Let's plot the results of PCA with the true labels and compare them side-by-side with the KMeans clustering results.

In [None]:
# Get cluster centroids from previously fitted KMeans
centroids = kmeans.cluster_centers_

# Set up figure and axes
fig, axs = plt.subplots(1, 2, figsize=(14, 6))

# --- Plot 1: KMeans Clusters ---
scatter1 = axs[0].scatter(X_pca[:, 0], X_pca[:, 1], c=y_kmeans, cmap='viridis', alpha=0.7, edgecolor='k')
axs[0].scatter(centroids[:, 0], centroids[:, 1], c='red', marker='X', s=200, label='Centroids')
axs[0].set_title('KMeans Clustering (PCA Space)', fontsize=14)
axs[0].set_xlabel('Principal Component 1')
axs[0].set_ylabel('Principal Component 2')
axs[0].legend()
axs[0].grid(True)

# --- Plot 2: True Labels ---
scatter2 = axs[1].scatter(X_pca[:, 0], X_pca[:, 1], c=y, cmap='viridis', alpha=0.7, edgecolor='k')
axs[1].set_title('True Labels (PCA Space)', fontsize=14)
axs[1].set_xlabel('Principal Component 1')
axs[1].set_ylabel('Principal Component 2')
axs[1].grid(True)

# Layout adjustment
plt.tight_layout()
plt.show()


From the results above, we can see that the K-means clusters closely resemble the true labels, indicating that PCA successfully preserved the key structure of the data.

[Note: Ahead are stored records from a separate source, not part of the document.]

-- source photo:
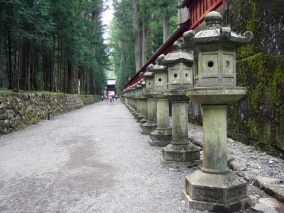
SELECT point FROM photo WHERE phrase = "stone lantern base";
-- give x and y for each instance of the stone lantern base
(148, 127)
(160, 137)
(180, 155)
(216, 192)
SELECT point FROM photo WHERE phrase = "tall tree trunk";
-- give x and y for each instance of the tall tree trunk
(166, 26)
(1, 41)
(137, 38)
(70, 70)
(10, 75)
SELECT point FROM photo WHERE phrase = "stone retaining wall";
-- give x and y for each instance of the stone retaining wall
(257, 119)
(18, 110)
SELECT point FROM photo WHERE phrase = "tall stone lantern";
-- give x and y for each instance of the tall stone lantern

**Q*1: Run the PCA and K-means algorithm on the wine dataset (refer to [sklearn.datasets](https://scikit-learn.org/stable/modules/generated/sklearn.datasets.load_wine.html)) data, and plot your results.** 

> Hint: Consider the values you set for the centroids

<span style="background-color: #FFD700">**Write your code below**</span> 

In [None]:
# Import necessary libraries
from sklearn.datasets import load_wine

# Load the wine dataset
wine = load_wine()
X = wine.data
y = wine.target

# Standardize the data (important for PCA)


# Apply PCA - reduce the data to 2 components


# Visualize the PCA result


In [None]:
# Apply K-means clustering (we use K=3)


# Get the predicted cluster labels


# Visualize the K-Means clusters


# Print the cluster centers



## Conclusion

In this module, we explored two fundamental techniques in unsupervised learning: Principal Component Analysis (PCA) for dimensionality reduction and K-Means Clustering for grouping similar data points. PCA allowed us to reduce the complexity of high-dimensional data while retaining most of its variance, making patterns more interpretable and computationally manageable. K-Means, on the other hand, enabled us to discover inherent structures within the data by assigning observations to clusters based on similarity.

Together, these methods demonstrate a powerful workflow: using PCA to simplify data before applying K-Means can enhance clustering performance and visualization. Understanding and combining these techniques is a valuable step in making sense of complex datasets, forming the foundation for more advanced data analysis and machine learning tasks. In HMB301, we will explore further techniques of dimensional reduction and clustering.